Public auctions of houses and other properties have become more prominent in the sluggish real estate market, mainly for one good reason: They let the seller determine when the property will be sold.

This month, a former Catholic villa on the beach in Ventnor sold at auction for $4.1 million, while a bankruptcy auction of a 110-acre tract in Barnegat Township drew multiple bids that are under consideration. Three more properties in the region will go under the hammer in early October.

In today’s regular housing market, the buyers are calling the shots, said Richard G. Warner, who has been auctioning properties for a dozen years.

“With an auction, basically the seller is going to set the terms and conditions for the sale. In a buyer’s market, that’s inverted,” he said.

By picking the sale date for the property, the seller can be sure of eliminating the carrying costs of the property at that time, he said, for things such as taxes, insurance and maintenance.

Of course, there’s also a potential disadvantage — otherwise frustrated home sellers would be rushing to auction their properties.

“You auction your property with the understanding that you’re selling it as is, on cash terms, and it’s a reality check of what the market is willing to pay for that property at this time,” he said.

So auctions aren’t for everyone or suitable for all properties.

The National Association of Realtors says a good auction property is one that:

- in which the seller has 25 percent or more equity;

- is unique enough to encourage buyer interest and competition;

- has high carrying costs for the owner;

- is vacant and therefore more subject to vandalism and deterioration;

- is difficult to appraise.

Warner said lots of property categories are working well at auction these days: farmland, income properties and residences, especially higher-end homes.

“I think more people are looking at different alternatives to sell properties as the market has gotten stagnant, auctions among them,” he said. “There’s definitely been an increase in what I’d call the luxury home market at auction.”

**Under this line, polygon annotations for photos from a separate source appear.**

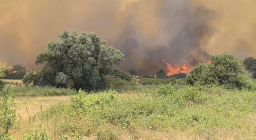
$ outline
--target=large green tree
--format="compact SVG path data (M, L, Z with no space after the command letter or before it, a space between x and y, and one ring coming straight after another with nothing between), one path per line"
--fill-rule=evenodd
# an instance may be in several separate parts
M59 37L37 55L36 64L44 66L33 76L29 74L34 84L92 90L104 86L107 74L130 78L129 73L116 67L123 54L107 46L97 34L64 31Z
M210 57L210 63L196 66L187 78L192 85L217 85L229 88L255 89L251 75L243 61L234 54L224 52Z

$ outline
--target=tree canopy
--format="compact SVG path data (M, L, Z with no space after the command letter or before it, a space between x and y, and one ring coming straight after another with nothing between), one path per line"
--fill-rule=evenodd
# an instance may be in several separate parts
M189 83L223 86L229 88L255 88L251 75L239 57L225 52L210 56L210 60L211 63L199 64L191 71L187 78Z
M43 65L43 68L24 77L33 78L34 84L91 90L104 87L107 74L131 78L128 72L116 67L123 59L123 54L108 46L96 34L79 35L64 31L59 37L37 55L35 63Z

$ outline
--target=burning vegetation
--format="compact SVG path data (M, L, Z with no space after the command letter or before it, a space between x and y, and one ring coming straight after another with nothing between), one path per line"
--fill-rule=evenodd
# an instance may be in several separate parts
M167 76L171 76L182 73L188 74L190 73L190 67L188 64L184 64L180 67L174 67L169 63L166 63Z

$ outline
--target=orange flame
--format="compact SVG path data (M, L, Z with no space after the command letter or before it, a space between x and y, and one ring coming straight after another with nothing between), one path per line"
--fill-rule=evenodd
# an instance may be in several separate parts
M183 64L181 67L174 68L170 64L166 63L167 65L167 76L170 76L176 74L184 73L189 74L190 73L190 66L187 64Z

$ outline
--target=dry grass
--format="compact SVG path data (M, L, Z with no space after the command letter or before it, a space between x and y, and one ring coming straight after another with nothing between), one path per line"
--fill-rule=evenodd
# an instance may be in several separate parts
M31 129L33 123L32 120L37 113L45 110L60 102L68 103L71 97L70 96L16 97L15 109L21 119L20 126L11 131L12 136L15 139L22 138L24 133L27 132ZM29 115L31 117L30 120L29 118Z
M4 82L13 82L13 83L21 83L22 84L22 81L21 81L21 80L12 80L12 79L1 79Z

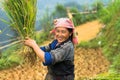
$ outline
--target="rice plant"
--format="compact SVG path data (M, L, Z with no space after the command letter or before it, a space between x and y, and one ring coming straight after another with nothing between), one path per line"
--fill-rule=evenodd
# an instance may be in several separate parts
M3 7L9 18L10 27L18 32L20 40L25 37L34 39L37 0L4 0ZM35 53L31 48L22 47L22 53L28 63L34 61ZM31 61L29 61L31 60Z

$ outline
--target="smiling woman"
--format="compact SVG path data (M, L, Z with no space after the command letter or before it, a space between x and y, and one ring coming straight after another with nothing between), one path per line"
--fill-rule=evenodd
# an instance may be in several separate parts
M17 31L19 42L28 36L34 38L36 3L37 0L4 0L3 8L9 18L8 25ZM30 53L28 59L36 57L32 55L32 49L26 46L22 47L22 51L23 54Z

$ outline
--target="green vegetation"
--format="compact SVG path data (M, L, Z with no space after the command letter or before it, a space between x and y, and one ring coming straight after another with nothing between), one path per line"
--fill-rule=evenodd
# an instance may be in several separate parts
M1 53L0 57L0 70L17 66L22 63L22 56L18 53L20 51L20 45L13 45L7 50Z
M18 42L21 42L25 37L35 38L36 2L37 0L4 0L3 2L9 22L1 20L18 33ZM9 68L25 61L28 63L35 61L36 55L31 48L24 45L21 46L20 44L17 44L17 46L20 48L16 49L16 47L11 46L2 52L0 69Z

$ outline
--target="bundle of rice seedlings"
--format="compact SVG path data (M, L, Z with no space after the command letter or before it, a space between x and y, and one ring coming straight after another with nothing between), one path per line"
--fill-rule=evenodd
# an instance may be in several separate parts
M9 18L10 26L18 32L21 40L25 37L34 39L37 0L4 0L4 10ZM36 55L27 46L22 47L22 54L27 63L34 63Z

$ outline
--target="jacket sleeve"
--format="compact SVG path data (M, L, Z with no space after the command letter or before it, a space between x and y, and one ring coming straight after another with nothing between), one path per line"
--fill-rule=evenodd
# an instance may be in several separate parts
M52 50L51 56L52 56L52 64L55 64L57 62L61 62L64 60L73 60L74 47L69 44L65 44L60 48Z

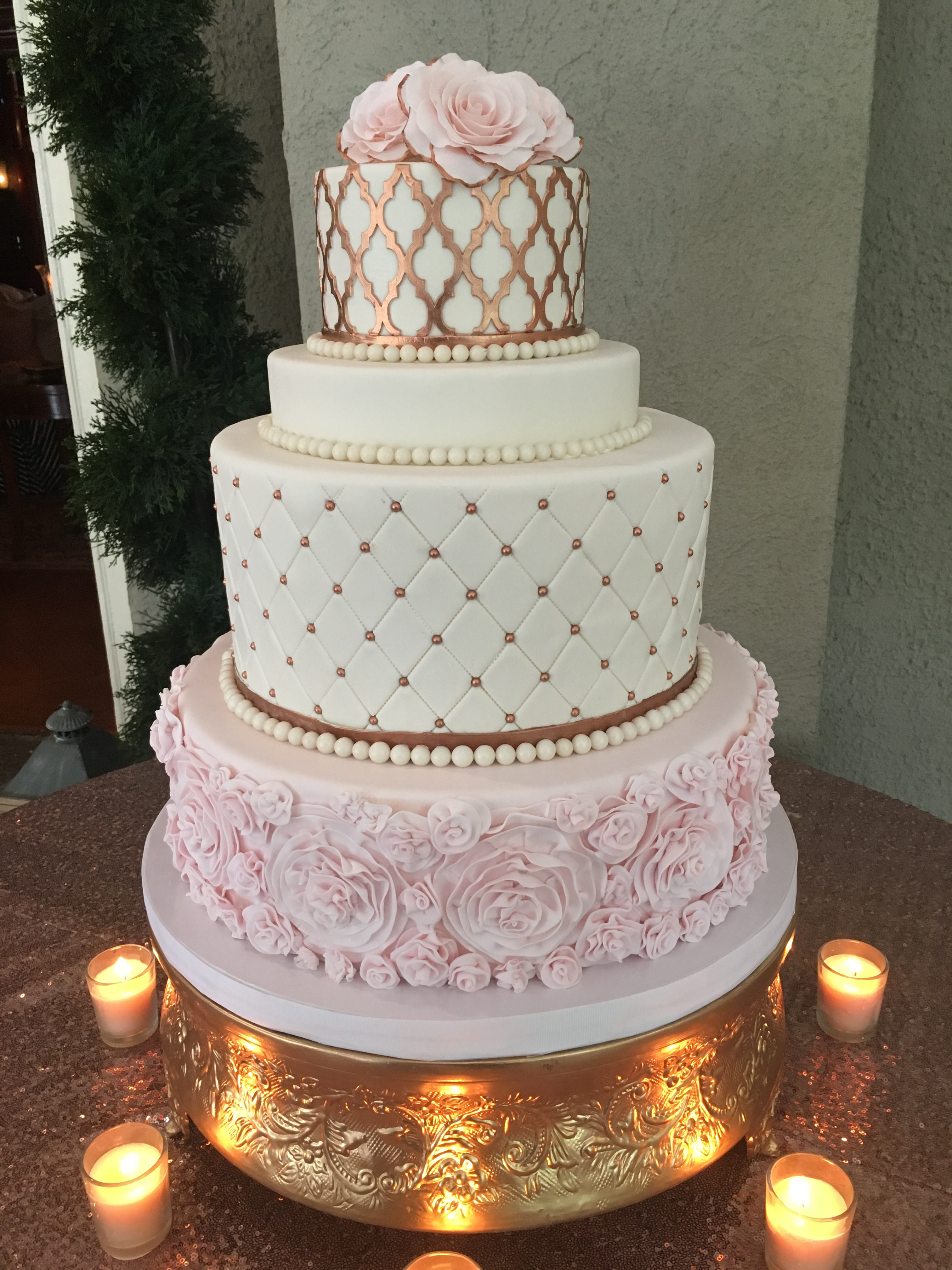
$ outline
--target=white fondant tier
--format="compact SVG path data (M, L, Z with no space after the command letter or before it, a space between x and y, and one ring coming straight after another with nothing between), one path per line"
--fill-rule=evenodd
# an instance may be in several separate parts
M602 340L575 357L496 362L359 362L268 357L277 428L359 446L486 450L567 444L637 424L638 351Z
M374 992L334 983L287 958L263 958L208 922L188 898L162 834L152 826L142 857L149 921L170 964L199 992L259 1027L339 1049L391 1058L465 1060L548 1054L661 1027L716 1001L773 952L796 911L797 848L781 808L767 833L768 872L746 907L699 942L656 961L592 966L575 988L520 993Z
M432 163L315 177L326 333L382 340L583 328L589 180L532 165L480 185Z
M329 728L446 737L585 730L666 691L694 659L713 442L651 419L611 455L383 471L226 428L242 682Z

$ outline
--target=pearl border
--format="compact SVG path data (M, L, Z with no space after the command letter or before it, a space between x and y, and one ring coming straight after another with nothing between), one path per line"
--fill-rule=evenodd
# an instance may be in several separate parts
M446 366L447 362L531 362L543 357L569 357L570 353L590 353L600 342L597 330L586 330L584 335L569 335L561 339L509 340L506 344L437 344L430 348L415 348L413 344L355 344L340 339L325 339L324 335L307 337L306 348L315 357L330 357L344 362L421 362Z
M242 723L246 723L255 732L263 732L265 737L274 737L275 740L286 740L289 745L301 745L303 749L316 749L321 754L338 754L340 758L357 758L363 761L369 758L372 763L396 763L405 767L414 763L416 767L425 767L432 763L434 767L490 767L500 763L508 767L510 763L532 763L534 759L548 762L550 758L567 758L570 754L588 754L590 751L607 749L608 745L621 745L625 740L635 740L637 737L646 737L650 732L658 732L666 723L680 719L703 697L713 682L713 659L704 644L697 645L697 674L689 688L679 692L673 701L656 710L649 710L645 715L638 715L630 723L623 723L619 728L608 728L607 732L578 733L575 737L560 737L559 740L539 740L534 745L523 742L513 748L505 744L479 745L471 749L470 745L391 745L386 740L350 740L349 737L338 737L333 732L305 732L303 728L292 728L287 719L275 719L264 710L259 710L253 701L239 691L235 683L235 662L231 650L222 653L221 672L218 685L225 697L225 705Z
M289 432L279 428L272 422L272 415L264 414L258 420L258 436L267 441L269 446L277 446L291 453L311 455L314 458L336 458L339 462L352 464L381 464L387 466L397 464L406 466L414 464L418 467L428 465L442 467L449 464L461 467L468 464L476 467L480 464L531 464L536 460L548 458L580 458L583 455L604 455L612 450L625 450L651 434L651 419L647 414L638 415L638 422L631 428L619 428L617 432L605 432L600 437L586 437L585 441L555 441L551 444L545 441L532 442L522 446L374 446L359 444L355 441L326 441L317 437L307 437L300 432Z

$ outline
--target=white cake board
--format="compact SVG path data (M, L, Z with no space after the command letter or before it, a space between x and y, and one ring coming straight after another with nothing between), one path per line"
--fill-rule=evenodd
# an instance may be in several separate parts
M796 911L797 845L782 808L767 833L768 872L746 906L698 944L655 961L586 968L575 988L538 980L526 992L490 987L380 991L336 984L291 958L234 939L188 898L165 845L162 810L146 838L142 890L162 956L201 993L260 1027L390 1058L477 1059L551 1054L674 1022L741 983L773 952Z

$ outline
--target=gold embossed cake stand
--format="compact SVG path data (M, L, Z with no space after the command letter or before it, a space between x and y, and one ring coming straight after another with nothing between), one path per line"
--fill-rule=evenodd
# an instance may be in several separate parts
M678 1022L557 1054L419 1062L245 1022L174 966L169 1095L265 1186L339 1217L418 1231L509 1231L674 1186L746 1137L772 1152L783 1068L783 939L736 988Z

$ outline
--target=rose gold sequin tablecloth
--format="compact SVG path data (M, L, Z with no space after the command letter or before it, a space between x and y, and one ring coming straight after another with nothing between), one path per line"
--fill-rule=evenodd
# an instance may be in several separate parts
M952 826L778 762L800 843L797 941L783 968L781 1149L845 1163L859 1206L847 1267L952 1265ZM145 941L138 867L165 799L155 763L0 817L0 1267L116 1266L79 1177L89 1138L165 1102L157 1040L105 1049L84 968ZM202 914L197 911L197 919ZM850 936L890 959L880 1031L840 1045L814 1021L815 956ZM698 1177L604 1217L510 1234L429 1236L326 1217L250 1181L194 1129L173 1139L173 1229L142 1270L402 1270L439 1247L482 1270L763 1265L767 1162L743 1144Z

Warner’s firm, Warner Real Estate & Auction Co., of Woodstown, has three properties in Atlantic County scheduled for auction Oct. 5:

- a bayfront building lot at 5105 Winchester Ave. in Ventnor;

- a two-story home converted to an office at 1742 Somers Point-Mays Landing Road in Egg Harbor Township;

- and an 8-acre parcel with seven lots, including roads and curbing, at Ninth and Garden avenues in the Rio Grande section of Middle Township.

Warner, of Pilesgrove, the township surrounding Woodstown in Salem County, said the seller is a small bank in the region that took the properties back in foreclosure.

He said the bank formed a limited liability corporation to sell the properties and preferred not to disclose its name.

County property records for the lot in Ventnor list First National Bank of Elmer as the holder of the prior owner’s mortgage.

“The bank had been paying the carrying costs and just made the decision, let’s get these off our books,” he said.

There are two main types of property auctions: absolute and reserve.

Warner said absolute auctions, in which there is no minimum reserve price for the property and it sells for the highest bid no matter how low, are rare.

“We do very few of them. You need to know that there is broad appeal for that type of auction,” he said. “I’ve had clients want to do an absolute auction and I’ve told them they’re better suited for a reserve or confirmation auction, where the seller has the right to confirm the high bid.”

There will be reserve prices on all three properties he’ll auction this week.

There also are two ways the auctioneer gets his commission, which Warner said was “similar” and “not lower” than an agent’s commission for a regular property sale.

One is the typical seller’s commission, a negotiated percentage of the sale price.

The other auctioneer payment is tacked onto the sale price as a buyer’s premium, a percentage specified in the auction description and one that can increase the cost to the bidding buyer significantly.

In the case of the Ventnor beachfront property that sold this month, the buyer’s premium of 10 percent added more than $400,000 to the winning bid.

Warner said that in real estate auctions, auctioneers are more commonly compensated using the buyer’s premium method.

A final issue to be considered with a property auction, he said, is where to hold the sale.

In the sale of bank-owned properties, the best location is usually offsite — not at any of the buildings or lots being sold, but a neutral location. Friday’s sale will be held at the Residence Inn in Somers Point at 3 p.m., after a final chance to review packets of information and a slide show about the properties.

On the other hand, the auction Oct. 26 of a restored 1790 house in Greenwich Township, Cumberland County, will be held onsite, he said, to let its beauty motivate buyers.

Even in the best of markets, no sale is a sure thing, and that applies to auctions, too.

The National Association of Realtors lists seven factors that it says mainly determine whether the auction of a property will be a success:

-- realistic expectations by the seller about the price, terms and timing;

-- desirability of the property and location;

-- choice of the auction type best suited to the property and seller;

-- a “well-planned, aggressive marketing/advertising campaign targeted to prospective purchasers”;

-- the professionalism of the real estate auction company;

-- the provision of full information about the property to prospective buyers ahead of time;

-- the condition of the property, including its financial and title status.